Liang Shaoyi, Han Deqiang
MOE KLINNS Lab, Institute of Integrated Automation, School of Electronic and Information Engineering, Xi'an Jiaotong University, Xi'an 710049, China.
Sensors (Basel). 2017 Sep 28;17(10):2226. doi: 10.3390/s17102226.
Closeness measures are crucial to clustering methods. In most traditional clustering methods, the closeness between data points or clusters is measured by the geometric distance alone. These metrics quantify the closeness only based on the concerned data points' positions in the feature space, and they might cause problems when dealing with clustering tasks having arbitrary clusters shapes and different clusters densities. In this paper, we first propose a novel Closeness Measure between data points based on the Neighborhood Chain (CMNC). Instead of using geometric distances alone, CMNC measures the closeness between data points by quantifying the difficulty for one data point to reach another through a chain of neighbors. Furthermore, based on CMNC, we also propose a clustering ensemble framework that combines CMNC and geometric-distance-based closeness measures together in order to utilize both of their advantages. In this framework, the "bad data points" that are hard to cluster correctly are identified; then different closeness measures are applied to different types of data points to get the unified clustering results. With the fusion of different closeness measures, the framework can get not only better clustering results in complicated clustering tasks, but also higher efficiency.

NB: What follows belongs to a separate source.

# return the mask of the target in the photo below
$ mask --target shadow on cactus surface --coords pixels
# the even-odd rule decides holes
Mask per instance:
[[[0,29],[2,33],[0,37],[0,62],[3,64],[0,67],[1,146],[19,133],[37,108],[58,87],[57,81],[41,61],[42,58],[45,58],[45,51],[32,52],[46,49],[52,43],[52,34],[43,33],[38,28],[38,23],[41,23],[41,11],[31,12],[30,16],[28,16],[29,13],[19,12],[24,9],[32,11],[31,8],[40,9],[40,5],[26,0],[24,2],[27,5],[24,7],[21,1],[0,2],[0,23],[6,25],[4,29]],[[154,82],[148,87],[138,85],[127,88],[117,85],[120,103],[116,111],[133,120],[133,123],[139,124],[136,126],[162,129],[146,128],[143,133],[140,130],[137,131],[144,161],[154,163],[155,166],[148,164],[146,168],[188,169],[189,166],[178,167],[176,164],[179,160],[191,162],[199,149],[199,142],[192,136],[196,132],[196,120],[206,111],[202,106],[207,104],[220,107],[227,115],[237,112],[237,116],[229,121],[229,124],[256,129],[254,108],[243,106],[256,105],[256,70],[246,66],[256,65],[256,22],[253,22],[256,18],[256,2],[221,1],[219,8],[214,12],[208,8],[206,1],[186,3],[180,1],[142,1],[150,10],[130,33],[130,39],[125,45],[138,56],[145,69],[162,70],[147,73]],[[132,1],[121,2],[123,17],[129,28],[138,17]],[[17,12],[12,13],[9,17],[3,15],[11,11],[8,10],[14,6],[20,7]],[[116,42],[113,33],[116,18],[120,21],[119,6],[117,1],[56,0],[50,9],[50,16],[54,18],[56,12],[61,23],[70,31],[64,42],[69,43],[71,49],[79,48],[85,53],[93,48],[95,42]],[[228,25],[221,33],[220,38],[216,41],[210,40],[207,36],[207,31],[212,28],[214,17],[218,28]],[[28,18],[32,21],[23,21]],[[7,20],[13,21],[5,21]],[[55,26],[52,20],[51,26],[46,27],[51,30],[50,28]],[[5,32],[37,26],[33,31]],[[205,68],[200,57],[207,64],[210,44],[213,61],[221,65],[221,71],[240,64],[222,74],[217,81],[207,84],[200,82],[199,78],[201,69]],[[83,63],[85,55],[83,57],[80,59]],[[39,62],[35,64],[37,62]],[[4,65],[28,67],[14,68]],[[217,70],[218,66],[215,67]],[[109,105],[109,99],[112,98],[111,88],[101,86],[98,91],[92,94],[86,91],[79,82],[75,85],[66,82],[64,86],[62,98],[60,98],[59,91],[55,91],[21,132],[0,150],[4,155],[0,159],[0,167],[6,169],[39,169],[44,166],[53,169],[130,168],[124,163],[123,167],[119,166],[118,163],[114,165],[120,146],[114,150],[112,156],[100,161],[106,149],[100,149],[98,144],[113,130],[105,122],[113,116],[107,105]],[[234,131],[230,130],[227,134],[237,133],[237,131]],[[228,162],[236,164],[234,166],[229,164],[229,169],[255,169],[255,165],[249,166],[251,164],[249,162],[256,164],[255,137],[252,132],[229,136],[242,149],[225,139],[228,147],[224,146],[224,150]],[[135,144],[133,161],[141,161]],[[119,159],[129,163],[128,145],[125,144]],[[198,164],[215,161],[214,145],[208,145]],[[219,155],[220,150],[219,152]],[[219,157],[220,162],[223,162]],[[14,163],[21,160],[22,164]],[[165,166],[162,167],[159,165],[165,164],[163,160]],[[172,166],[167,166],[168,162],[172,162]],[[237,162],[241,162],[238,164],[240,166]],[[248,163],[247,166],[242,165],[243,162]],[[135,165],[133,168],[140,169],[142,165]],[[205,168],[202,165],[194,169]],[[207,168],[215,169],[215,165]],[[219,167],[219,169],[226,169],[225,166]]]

紧密性度量对于聚类方法至关重要。在大多数传统聚类方法中,数据点或聚类之间的紧密性仅通过几何距离来度量。这些度量仅基于相关数据点在特征空间中的位置来量化紧密性,并且在处理具有任意聚类形状和不同聚类密度的聚类任务时可能会导致问题。在本文中,我们首先基于邻域链提出了一种新颖的数据点之间的紧密性度量(CMNC)。CMNC不是仅使用几何距离,而是通过量化一个数据点通过一系列邻居到达另一个数据点的难度来度量数据点之间的紧密性。此外,基于CMNC,我们还提出了一个聚类集成框架,该框架将CMNC和基于几何距离的紧密性度量结合在一起,以便利用它们两者的优势。在这个框架中,识别出难以正确聚类的“不良数据点”;然后将不同的紧密性度量应用于不同类型的数据点以获得统一的聚类结果。通过融合不同的紧密性度量,该框架不仅可以在复杂的聚类任务中获得更好的聚类结果,而且还可以提高效率。